A break above $53 is going to target a breakout above $55, likely to the $57-$58 level, as Garmin sill then be trading in a technical bull market!

Stocks to Buy for Double-Digit Breakouts: Adobe Systems (ADBE)

Stocks to Buy for Double-Digit Breakouts: Adobe Systems (ADBE)
Source: Shutterstock

3-Month Upside Potential: 11%

Last is Adobe Systems Incorporated (NASDAQ:ADBE), which you’ll need to keep an eye on very soon, as it’s set to announce earnings on Tuesday afternoon.

A crowd of traders are scooping up ADBE on a strong “buy the rumor” rally since bouncing off its 50-day moving average last week. In all honesty, there was a great technical trade there for those who were looking at this pre-earnings strength.

And normally, short interest on the stock is much higher than its current 1.5 days to cover, which suggests to us that we won’t see as much of a shot higher in the immediate response to earnings.

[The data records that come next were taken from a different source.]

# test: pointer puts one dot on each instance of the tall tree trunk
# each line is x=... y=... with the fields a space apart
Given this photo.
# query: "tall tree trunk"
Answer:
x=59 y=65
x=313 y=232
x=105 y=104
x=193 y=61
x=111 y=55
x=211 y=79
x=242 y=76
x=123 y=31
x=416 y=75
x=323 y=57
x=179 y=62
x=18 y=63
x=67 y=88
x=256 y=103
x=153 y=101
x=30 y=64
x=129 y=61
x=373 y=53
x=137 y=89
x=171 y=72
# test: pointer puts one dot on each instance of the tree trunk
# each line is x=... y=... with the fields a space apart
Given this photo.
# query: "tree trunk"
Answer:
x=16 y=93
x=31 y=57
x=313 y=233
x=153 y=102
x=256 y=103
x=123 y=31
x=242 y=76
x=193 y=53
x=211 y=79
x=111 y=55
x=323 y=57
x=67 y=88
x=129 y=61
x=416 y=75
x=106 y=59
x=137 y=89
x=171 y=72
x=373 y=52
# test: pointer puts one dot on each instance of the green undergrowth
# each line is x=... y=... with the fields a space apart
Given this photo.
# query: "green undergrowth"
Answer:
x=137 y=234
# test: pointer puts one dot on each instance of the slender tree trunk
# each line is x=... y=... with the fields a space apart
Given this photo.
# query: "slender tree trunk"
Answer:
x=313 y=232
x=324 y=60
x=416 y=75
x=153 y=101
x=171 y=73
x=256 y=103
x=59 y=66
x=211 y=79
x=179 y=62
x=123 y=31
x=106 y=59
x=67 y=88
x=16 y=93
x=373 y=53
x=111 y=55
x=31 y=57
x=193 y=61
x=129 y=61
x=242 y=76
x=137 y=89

Still, our historical data shows that Adobe is a strong performer around earnings season. And the stock is lightly recommended by the analyst community, with just 79% of those covering ADBE — which is up 45% over the past year! — ranking it a buy.

ADBE stock

Here’s how our models see this breakout playing out:

Adobe should see a little selling pressure after its Tuesday announcement. This will set things up for a buyable dip that will allow nimble traders to grab this stock at a bargain.

From there, the models are targeting a move above $155.

As of this writing, Johnson Research Group did not hold a position in any of the aforementioned securities.